In an interview with The Star newspaper, Malaysia Smelting Corporation CEO Chua Cheong Yong said that the company hopes to complete a withdrawal from Indonesia by the end of this year and will focus its attention on mining and smelting in Malaysia and Africa in the near future.

MSC is looking to sell the assets associated with its 75% shareholding in Indonesian subsidiary PT Koba Tin, which failed to extend its Contract of Work last year. These include stocks of tin contained in smelting intermediates and slags, a large capacity bucket-line dredge and a 2,000 tpm smelting plant. The Koba operation produced only 387 tonnes of tin in 2013 as the business was shut down.

In Malaysia the company is re-vamping its profitable Butterworth smelter and making incremental upstream investments in its wholly-owned subsidiary Rahman Hydraulic Tin (RHT). The Butterworth smelter will be embarking on an expansion of its smelting and refining capacity, giving it the ability to produce more premium tin grades.

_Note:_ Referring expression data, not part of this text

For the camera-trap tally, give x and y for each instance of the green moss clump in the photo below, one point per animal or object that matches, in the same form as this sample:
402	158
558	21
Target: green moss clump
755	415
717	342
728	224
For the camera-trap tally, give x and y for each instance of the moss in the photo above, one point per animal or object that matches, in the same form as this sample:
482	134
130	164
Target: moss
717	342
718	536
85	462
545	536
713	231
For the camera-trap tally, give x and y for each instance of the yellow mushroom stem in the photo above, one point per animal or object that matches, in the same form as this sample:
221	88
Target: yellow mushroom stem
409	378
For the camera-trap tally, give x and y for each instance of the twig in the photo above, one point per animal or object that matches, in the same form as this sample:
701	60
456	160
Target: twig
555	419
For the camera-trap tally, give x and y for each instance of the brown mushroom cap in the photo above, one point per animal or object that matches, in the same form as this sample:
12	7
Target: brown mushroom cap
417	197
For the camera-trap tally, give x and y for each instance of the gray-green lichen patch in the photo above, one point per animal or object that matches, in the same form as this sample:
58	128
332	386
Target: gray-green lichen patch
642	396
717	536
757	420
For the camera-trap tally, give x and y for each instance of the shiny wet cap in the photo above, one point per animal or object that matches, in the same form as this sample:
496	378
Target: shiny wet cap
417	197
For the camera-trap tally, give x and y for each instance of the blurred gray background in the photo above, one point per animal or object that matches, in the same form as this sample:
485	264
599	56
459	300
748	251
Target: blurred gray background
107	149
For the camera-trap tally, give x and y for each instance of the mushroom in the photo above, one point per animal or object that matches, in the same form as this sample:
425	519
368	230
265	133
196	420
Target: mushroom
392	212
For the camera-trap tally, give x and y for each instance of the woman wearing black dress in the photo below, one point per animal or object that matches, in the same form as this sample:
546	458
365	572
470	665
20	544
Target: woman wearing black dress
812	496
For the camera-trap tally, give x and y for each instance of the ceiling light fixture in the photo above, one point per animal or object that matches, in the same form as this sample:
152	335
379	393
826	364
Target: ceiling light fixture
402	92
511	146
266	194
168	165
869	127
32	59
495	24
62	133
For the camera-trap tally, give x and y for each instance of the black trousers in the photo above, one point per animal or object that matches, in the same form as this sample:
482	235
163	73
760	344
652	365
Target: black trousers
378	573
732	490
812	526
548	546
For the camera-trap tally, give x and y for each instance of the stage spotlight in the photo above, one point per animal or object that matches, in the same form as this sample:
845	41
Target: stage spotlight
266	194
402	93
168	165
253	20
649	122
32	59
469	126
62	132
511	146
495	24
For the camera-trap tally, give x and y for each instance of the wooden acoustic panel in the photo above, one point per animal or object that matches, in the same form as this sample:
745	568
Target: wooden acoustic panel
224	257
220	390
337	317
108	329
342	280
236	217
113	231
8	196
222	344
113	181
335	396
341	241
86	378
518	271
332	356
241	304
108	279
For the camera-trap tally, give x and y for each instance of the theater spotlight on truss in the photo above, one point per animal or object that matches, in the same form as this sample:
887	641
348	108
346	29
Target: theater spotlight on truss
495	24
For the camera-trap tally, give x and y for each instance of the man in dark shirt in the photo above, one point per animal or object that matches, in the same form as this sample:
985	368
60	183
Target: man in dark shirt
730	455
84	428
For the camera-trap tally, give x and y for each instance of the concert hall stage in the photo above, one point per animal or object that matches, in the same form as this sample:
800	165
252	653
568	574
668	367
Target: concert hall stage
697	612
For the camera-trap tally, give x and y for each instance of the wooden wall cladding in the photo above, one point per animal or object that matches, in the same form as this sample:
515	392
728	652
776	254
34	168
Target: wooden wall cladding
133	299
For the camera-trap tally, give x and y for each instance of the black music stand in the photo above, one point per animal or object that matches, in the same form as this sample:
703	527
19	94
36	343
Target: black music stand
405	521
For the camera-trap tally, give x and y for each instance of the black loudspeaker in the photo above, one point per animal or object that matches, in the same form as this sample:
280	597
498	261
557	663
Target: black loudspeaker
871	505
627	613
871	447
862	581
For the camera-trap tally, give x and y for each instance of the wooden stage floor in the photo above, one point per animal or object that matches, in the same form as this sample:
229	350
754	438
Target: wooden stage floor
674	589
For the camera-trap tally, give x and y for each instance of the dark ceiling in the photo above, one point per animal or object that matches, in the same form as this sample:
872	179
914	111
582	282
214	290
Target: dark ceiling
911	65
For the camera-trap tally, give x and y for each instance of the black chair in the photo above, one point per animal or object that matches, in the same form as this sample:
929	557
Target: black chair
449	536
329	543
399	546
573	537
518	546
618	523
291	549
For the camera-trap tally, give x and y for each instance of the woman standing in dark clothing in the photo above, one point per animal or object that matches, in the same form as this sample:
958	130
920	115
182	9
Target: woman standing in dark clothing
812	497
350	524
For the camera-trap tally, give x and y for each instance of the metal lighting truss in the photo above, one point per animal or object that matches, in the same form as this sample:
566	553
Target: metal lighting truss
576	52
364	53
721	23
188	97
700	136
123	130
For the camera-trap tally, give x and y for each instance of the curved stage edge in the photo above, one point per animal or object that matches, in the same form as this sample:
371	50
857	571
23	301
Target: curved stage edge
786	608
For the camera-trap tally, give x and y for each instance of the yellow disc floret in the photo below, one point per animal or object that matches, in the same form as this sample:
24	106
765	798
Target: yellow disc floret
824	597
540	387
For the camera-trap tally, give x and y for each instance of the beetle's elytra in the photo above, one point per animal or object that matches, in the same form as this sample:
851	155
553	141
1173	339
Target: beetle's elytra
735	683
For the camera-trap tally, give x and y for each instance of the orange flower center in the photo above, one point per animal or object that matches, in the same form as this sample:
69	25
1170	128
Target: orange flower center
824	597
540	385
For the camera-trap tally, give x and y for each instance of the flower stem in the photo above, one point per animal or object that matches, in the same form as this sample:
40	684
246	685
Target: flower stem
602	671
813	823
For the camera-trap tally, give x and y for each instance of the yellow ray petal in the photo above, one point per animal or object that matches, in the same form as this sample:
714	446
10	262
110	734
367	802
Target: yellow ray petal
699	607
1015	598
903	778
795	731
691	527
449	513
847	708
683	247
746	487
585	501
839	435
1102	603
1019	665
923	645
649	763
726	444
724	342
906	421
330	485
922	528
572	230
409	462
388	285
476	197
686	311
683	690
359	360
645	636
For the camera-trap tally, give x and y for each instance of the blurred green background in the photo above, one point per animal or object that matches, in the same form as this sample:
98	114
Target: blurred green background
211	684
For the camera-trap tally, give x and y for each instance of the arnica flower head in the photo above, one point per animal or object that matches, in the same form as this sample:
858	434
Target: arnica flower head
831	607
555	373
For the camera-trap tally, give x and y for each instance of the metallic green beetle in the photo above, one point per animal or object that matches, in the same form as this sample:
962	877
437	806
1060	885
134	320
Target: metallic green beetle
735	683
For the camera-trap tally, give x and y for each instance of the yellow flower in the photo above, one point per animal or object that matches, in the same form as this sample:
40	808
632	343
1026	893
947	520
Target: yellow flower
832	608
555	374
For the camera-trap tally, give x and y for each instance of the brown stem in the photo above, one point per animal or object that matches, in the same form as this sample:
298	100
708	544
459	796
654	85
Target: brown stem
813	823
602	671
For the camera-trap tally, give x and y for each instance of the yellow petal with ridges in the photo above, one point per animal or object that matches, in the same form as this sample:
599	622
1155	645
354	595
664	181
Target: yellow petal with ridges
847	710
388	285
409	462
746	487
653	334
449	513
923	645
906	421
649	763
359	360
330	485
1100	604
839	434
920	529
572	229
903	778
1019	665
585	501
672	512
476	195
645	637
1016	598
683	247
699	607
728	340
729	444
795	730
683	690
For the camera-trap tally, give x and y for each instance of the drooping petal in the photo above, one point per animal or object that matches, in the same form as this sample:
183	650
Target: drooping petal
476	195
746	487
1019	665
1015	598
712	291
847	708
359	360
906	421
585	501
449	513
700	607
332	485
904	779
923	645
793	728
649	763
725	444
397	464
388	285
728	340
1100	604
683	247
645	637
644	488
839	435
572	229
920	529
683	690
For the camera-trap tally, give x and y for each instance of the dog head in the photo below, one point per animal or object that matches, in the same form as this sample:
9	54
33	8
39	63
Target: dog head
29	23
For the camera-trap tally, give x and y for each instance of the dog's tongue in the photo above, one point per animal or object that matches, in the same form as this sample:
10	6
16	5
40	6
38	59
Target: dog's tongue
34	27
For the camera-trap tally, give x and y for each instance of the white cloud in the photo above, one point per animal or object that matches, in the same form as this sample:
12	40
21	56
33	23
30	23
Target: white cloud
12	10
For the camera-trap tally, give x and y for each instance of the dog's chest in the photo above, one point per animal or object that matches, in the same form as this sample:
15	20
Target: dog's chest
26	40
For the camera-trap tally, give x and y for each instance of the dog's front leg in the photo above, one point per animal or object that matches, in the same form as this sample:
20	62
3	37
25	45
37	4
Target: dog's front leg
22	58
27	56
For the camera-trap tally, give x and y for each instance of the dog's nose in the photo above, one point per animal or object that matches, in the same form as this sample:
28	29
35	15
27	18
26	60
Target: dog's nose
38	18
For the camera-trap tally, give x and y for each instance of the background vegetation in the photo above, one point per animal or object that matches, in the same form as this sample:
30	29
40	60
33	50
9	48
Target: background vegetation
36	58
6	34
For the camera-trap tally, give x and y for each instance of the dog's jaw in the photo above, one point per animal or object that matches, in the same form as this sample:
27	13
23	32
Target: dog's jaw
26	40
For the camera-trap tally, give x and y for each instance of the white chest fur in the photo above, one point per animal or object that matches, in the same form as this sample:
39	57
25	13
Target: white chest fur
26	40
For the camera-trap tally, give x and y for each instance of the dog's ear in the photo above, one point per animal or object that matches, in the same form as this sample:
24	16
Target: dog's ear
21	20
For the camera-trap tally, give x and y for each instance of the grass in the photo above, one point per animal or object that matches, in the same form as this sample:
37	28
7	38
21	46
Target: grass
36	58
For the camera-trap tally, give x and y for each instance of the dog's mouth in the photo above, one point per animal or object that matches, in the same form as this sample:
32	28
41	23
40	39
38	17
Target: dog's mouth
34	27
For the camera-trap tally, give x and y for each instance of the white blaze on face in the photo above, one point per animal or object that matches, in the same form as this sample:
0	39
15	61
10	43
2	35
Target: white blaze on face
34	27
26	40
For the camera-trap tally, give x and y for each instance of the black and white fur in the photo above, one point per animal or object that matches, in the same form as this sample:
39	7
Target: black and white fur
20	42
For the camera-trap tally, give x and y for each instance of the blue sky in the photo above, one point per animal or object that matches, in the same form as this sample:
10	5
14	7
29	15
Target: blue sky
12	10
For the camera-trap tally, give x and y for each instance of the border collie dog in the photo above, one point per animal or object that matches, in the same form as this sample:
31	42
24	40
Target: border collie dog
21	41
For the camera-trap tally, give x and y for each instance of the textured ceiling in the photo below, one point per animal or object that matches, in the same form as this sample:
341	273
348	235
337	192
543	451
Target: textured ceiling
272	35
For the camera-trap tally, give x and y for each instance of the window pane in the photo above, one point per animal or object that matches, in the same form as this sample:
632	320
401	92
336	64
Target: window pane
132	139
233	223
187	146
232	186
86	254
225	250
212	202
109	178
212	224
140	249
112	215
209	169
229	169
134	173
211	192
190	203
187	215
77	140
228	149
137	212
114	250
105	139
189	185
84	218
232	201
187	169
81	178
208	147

Exploration and development at the Rahman Hydraulic mine, which produced 2,223 tonnes of tin-in-concentrate last year, is ongoing and an exploration programme at the SL Tin Sungei Lembing property, in which RHT acquired an 80% stake earlier this year, is also planned.

Chua noted that tin concentrates production from Africa countries, notably Nigeria, Democratic Republic of Congo and Rwanda will continue to provide a sustainable major and growing feed source to the Butterworth smelter. MSC has a small stake in Alphamin, which plans to develop the major Bisie project in DRC, and is a partner in a joint-venture 300 tpm smelter in Lubumbashi. The DRC smelter is currently on care and maintenance awaiting supply of power.